A-BDD: Leveraging Data Augmentations for Safe Autonomous Driving in Adverse Weather and Lighting
This addresses safety issues for autonomous driving systems in challenging environments, but it is incremental as it builds on existing datasets and methods.
The authors tackled the problem of perception algorithms for autonomous vehicles performing poorly in adverse weather and lighting by creating A-BDD, a synthetic dataset of over 60,000 augmented images, and showed that data augmentations can significantly reduce performance gaps in these conditions.
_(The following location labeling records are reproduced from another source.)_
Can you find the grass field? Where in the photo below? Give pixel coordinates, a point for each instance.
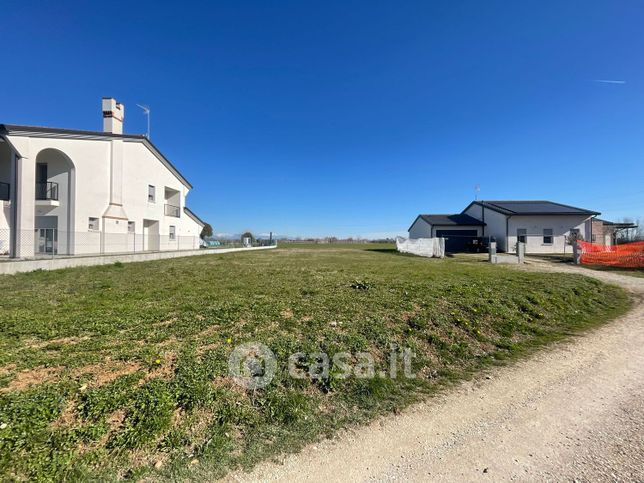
(122, 371)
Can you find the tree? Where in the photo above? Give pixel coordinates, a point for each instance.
(206, 232)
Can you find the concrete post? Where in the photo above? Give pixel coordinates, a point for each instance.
(521, 251)
(492, 258)
(576, 253)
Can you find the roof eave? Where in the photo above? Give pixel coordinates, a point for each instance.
(12, 129)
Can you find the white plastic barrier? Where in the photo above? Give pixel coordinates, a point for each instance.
(424, 247)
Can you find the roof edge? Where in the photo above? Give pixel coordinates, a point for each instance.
(13, 129)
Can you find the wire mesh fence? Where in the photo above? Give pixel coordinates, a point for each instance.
(52, 242)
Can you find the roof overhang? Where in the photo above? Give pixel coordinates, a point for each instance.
(504, 211)
(48, 132)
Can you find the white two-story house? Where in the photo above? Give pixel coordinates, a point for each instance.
(68, 192)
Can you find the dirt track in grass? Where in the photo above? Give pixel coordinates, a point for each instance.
(574, 412)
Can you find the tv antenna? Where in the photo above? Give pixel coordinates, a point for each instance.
(146, 111)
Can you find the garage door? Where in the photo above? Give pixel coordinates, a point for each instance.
(456, 240)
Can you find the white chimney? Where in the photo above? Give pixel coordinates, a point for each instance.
(113, 114)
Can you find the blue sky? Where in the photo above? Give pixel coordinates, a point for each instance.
(350, 118)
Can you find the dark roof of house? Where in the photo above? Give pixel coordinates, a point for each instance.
(79, 134)
(192, 215)
(617, 224)
(532, 207)
(458, 219)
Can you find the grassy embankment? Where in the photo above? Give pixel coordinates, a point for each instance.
(121, 371)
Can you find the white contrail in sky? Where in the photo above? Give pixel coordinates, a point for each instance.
(609, 81)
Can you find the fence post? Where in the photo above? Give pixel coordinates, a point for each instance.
(521, 251)
(492, 250)
(576, 253)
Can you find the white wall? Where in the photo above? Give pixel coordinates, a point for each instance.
(560, 224)
(91, 159)
(420, 229)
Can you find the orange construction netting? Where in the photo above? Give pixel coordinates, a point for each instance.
(629, 255)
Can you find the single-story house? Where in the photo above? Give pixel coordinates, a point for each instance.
(544, 226)
(459, 229)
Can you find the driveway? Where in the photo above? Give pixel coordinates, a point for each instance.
(571, 412)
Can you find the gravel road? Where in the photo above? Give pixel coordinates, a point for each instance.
(574, 412)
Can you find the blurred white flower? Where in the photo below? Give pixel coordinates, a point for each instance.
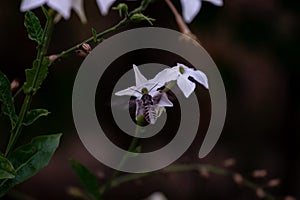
(181, 74)
(63, 7)
(104, 5)
(190, 8)
(157, 196)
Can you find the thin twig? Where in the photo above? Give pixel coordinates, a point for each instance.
(183, 27)
(144, 4)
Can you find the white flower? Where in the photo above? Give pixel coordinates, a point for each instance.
(63, 7)
(181, 74)
(104, 5)
(190, 8)
(144, 86)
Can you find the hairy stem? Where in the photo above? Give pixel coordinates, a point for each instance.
(144, 4)
(42, 51)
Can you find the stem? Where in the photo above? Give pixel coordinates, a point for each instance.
(144, 4)
(183, 27)
(42, 50)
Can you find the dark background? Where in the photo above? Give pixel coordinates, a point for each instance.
(254, 44)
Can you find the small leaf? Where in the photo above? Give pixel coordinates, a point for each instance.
(6, 169)
(87, 179)
(33, 81)
(33, 115)
(8, 107)
(122, 8)
(30, 158)
(33, 26)
(94, 32)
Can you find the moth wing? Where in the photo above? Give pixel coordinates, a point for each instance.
(139, 108)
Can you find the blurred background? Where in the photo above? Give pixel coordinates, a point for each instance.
(255, 46)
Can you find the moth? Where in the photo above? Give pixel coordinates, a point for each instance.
(148, 106)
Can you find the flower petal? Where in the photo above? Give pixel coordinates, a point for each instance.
(166, 75)
(78, 7)
(185, 85)
(131, 91)
(104, 5)
(199, 76)
(159, 110)
(190, 9)
(30, 4)
(61, 6)
(164, 101)
(139, 77)
(215, 2)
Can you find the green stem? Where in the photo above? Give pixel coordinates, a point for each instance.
(42, 50)
(144, 4)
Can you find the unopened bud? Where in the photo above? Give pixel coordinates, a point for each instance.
(204, 172)
(238, 178)
(260, 173)
(83, 50)
(260, 193)
(53, 57)
(230, 162)
(86, 47)
(274, 182)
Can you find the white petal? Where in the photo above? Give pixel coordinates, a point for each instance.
(139, 77)
(199, 76)
(164, 101)
(31, 4)
(159, 110)
(185, 85)
(78, 7)
(131, 91)
(166, 75)
(104, 5)
(61, 6)
(215, 2)
(190, 9)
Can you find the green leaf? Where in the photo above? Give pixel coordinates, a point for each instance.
(87, 179)
(33, 26)
(30, 158)
(36, 75)
(8, 107)
(7, 171)
(33, 115)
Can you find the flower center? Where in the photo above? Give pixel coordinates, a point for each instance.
(144, 91)
(181, 70)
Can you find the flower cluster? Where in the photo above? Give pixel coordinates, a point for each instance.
(190, 8)
(151, 98)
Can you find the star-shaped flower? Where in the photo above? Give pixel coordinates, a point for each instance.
(63, 7)
(190, 8)
(144, 86)
(147, 87)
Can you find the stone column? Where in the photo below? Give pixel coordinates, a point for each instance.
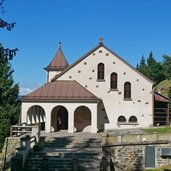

High-autonomy vehicle functions rely on machine learning (ML) algorithms to understand the environment. Despite displaying remarkable performance in fair weather scenarios, perception algorithms are heavily affected by adverse weather and lighting conditions. To overcome these difficulties, ML engineers mainly rely on comprehensive real-world datasets. However, the difficulties in real-world data collection for critical areas of the operational design domain (ODD) often means synthetic data is required for perception training and safety validation. Thus, we present A-BDD, a large set of over 60,000 synthetically augmented images based on BDD100K that are equipped with semantic segmentation and bounding box annotations (inherited from the BDD100K dataset). The dataset contains augmented data for rain, fog, overcast and sunglare/shadow with varying intensity levels. We further introduce novel strategies utilizing feature-based image quality metrics like FID and CMMD, which help identify useful augmented and real-world data for ML training and testing. By conducting experiments on A-BDD, we provide evidence that data augmentations can play a pivotal role in closing performance gaps in adverse weather and lighting conditions.